I agree with toofishes that we should not wait for the much bigger changes that would be required to address the further caching problems with the DB drivers.

comment:57 by nickname123, 13 years ago

Cc: wgordonw1@… added

comment:58 by rm_, 13 years ago

As promised on IRC to cramm (xrmx here) here's some results with / without latest lukeplant's patch on top of django 1.4b1.
First my environment is a bit peculiar, i have a fixed limit of address space (the sum of all kind of memory) a process can use, in this case 96MB. So if my process consume more than 96MB it gets killed.

Before patch:

../venv14/bin/python manage.py dumpdata store > store.json
/venv14/lib/python2.6/site-packages/django/conf/__init__.py:75: DeprecationWarning: The ADMIN_MEDIA_PREFIX setting has been removed; use STATIC_URL instead.
  "use STATIC_URL instead.", DeprecationWarning)
Error: Unable to serialize database: 

process got killed so no backtrace printed, store.json is empty

After patch:

../venv14/bin/python manage.py dumpdata store > store.json
/venv14/lib/python2.6/site-packages/django/conf/__init__.py:75: DeprecationWarning: The ADMIN_MEDIA_PREFIX setting has been removed; use STATIC_URL instead.
  "use STATIC_URL instead.", DeprecationWarning)
$ ls -l store.json
17496440 2012-03-05 10:02 store.json

To conclude the patch makes a huge difference in my environment, from not working to working.

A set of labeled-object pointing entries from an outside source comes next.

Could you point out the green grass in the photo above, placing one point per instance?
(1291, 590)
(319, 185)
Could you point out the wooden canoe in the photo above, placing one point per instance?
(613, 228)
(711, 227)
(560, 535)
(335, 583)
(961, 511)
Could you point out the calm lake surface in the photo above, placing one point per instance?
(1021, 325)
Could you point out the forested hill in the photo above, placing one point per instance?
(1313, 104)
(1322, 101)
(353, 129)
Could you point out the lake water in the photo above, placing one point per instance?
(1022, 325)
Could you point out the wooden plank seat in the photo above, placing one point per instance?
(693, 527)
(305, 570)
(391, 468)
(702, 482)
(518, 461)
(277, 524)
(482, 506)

comment:59 by Simon Charette, 13 years ago

Patch needs improvement: unset
Triage Stage: AcceptedReady for checkin

The patch looks good to me. I tried running it against a database that use to exhaust all memory and never achieved to actually finish dumping the data and it succeed.

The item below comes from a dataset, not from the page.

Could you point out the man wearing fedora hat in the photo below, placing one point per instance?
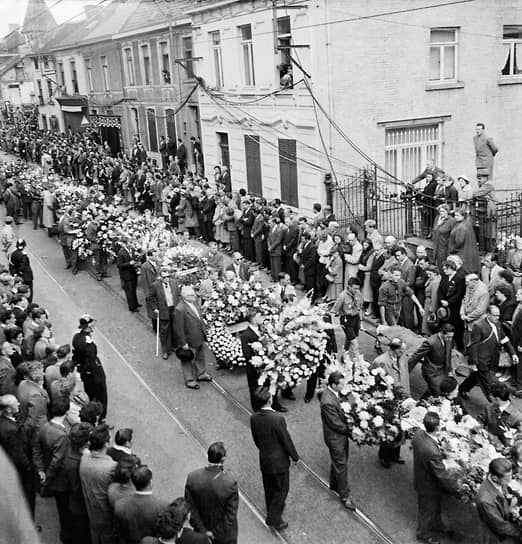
(85, 355)
(190, 335)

comment:60 by Claude Paroz <claude@…>, 13 years ago

Resolution: fixed
Status: assignedclosed

In [3b5083bee5e96539dec599106aece9889e70ce05]:

Fixed #5423 -- Made dumpdata output one row at a time.

This should prevent storing all rows in memory when big sets of
data are dumped.
See ticket for heroic contributors.

comment:61 by barry.melton@…, 13 years ago

With these changes, serialized objects now seem to start with "[ ,", which is wrong (including a comma, even on the first result.)

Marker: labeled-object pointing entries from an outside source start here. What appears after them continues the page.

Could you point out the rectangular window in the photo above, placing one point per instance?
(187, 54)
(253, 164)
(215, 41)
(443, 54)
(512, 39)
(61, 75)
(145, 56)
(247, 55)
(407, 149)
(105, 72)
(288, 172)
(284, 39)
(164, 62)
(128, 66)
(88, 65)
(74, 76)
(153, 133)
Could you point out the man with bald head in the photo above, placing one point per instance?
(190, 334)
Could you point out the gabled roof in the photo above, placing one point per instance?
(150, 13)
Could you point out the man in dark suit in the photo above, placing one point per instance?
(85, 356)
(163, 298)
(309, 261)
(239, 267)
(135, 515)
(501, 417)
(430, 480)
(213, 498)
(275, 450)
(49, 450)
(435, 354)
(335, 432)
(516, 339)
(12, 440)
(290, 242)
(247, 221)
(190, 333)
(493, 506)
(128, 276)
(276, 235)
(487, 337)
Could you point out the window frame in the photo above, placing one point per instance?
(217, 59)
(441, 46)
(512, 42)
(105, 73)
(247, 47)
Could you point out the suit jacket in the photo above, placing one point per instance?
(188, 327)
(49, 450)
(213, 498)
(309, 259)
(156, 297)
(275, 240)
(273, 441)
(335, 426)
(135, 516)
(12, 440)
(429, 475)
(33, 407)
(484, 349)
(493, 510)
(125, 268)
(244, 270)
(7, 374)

This patch allows me to export my data sets correctly, but does so with an invalid JSON schema, and does not allow me to import them.

in reply to:  61 comment:62 by Claude Paroz, 13 years ago

Replying to barry.melton@…:

With these changes, serialized objects now seem to start with "[ ,", which is wrong (including a comma, even on the first result.)

Looking at the test cases, I don't think your assertion is True. However, it is possible your use case is not covered by test cases. So please provide us more details so as we can try to reproduce the faulty JSON result.